While it's easy to fall out of love with a partner, those who can stand the test of time, no matter what life throws their way, are the type of relationships we can only hope to be in one day.
Nearly 19 years ago, Brad and Liz Soden were involved in a car crash that left the latter paralyzed from the waist down and petrified that her partner would leave her.
But, instead of turning his back on his beloved, Brad tied the knot with Liz three months later, and then got to work on building his wife the perfect wheelchair.
Although the father-of-five didn't have a college degree or engineer training, he decided to buckle down and go to work after he heard his wife tear up about her newfound limitations.
Before the incident, the family often went hiking and camping together, so Brad needed a way to adapt a wheelchair to those activities. His solution: the "Tankchair," which can travel off-road and powerful enough to comfortably move on hiking trails in any type of weather.
"It made it where I could go out and go hiking and camping,'' Liz said in an interview with Matt Lauer on Today. "When we went to the snow, I would sit in the car. Now I can get out, and I can chase my kids around, and I can go with them.
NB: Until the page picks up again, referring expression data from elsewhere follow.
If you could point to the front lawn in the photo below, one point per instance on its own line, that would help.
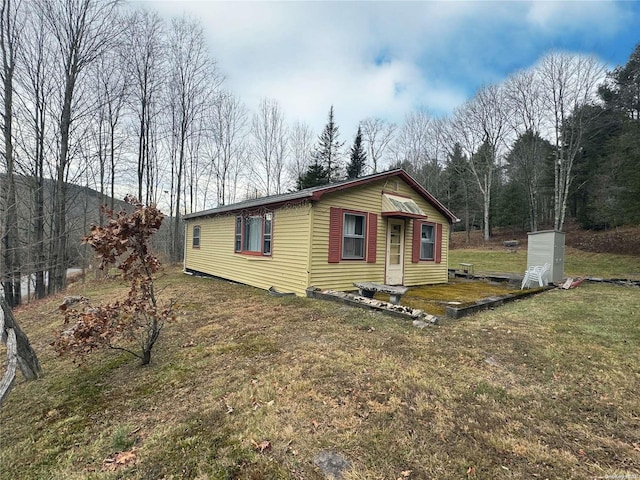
(247, 386)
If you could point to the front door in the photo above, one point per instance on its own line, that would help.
(395, 252)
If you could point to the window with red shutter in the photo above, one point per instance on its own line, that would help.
(335, 234)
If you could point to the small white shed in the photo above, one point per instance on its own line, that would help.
(547, 247)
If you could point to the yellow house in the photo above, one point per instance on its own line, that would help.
(383, 228)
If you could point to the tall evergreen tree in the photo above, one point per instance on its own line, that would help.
(327, 152)
(358, 159)
(315, 176)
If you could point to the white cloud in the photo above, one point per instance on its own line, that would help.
(310, 55)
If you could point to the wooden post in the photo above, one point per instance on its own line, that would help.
(25, 355)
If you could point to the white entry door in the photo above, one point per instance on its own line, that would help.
(395, 252)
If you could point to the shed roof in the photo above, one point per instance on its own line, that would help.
(315, 193)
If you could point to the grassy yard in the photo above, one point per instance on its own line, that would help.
(577, 262)
(541, 388)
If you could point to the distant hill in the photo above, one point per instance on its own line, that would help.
(83, 210)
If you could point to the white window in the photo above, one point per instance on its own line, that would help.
(427, 242)
(353, 228)
(254, 234)
(196, 237)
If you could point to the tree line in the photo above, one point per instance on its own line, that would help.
(557, 141)
(123, 101)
Just the hiking and getting out "” I'm not a prisoner anymore in the car and in the house."
Since Brad, a former combat veteran, plumber, and volunteer firefighter, perfected the design in 2005, he made engineering the Tankchairs his full time job, and hopes to be able to provide more of his creations to other "wounded warriors" and allow them to have better mobility.
While the chair, which can travel up to 30 miles per hour and costs between $12,000 to $15,000, is still classified as a recreational vehicles and isn't covered by insurance, the devoted husband has approached veteran associations in an effort to provide Tankchairs free of charge.
"Money does not drive me," Brad told Bloomberg. "It's all about the smiles on people's faces and all the families I've helped."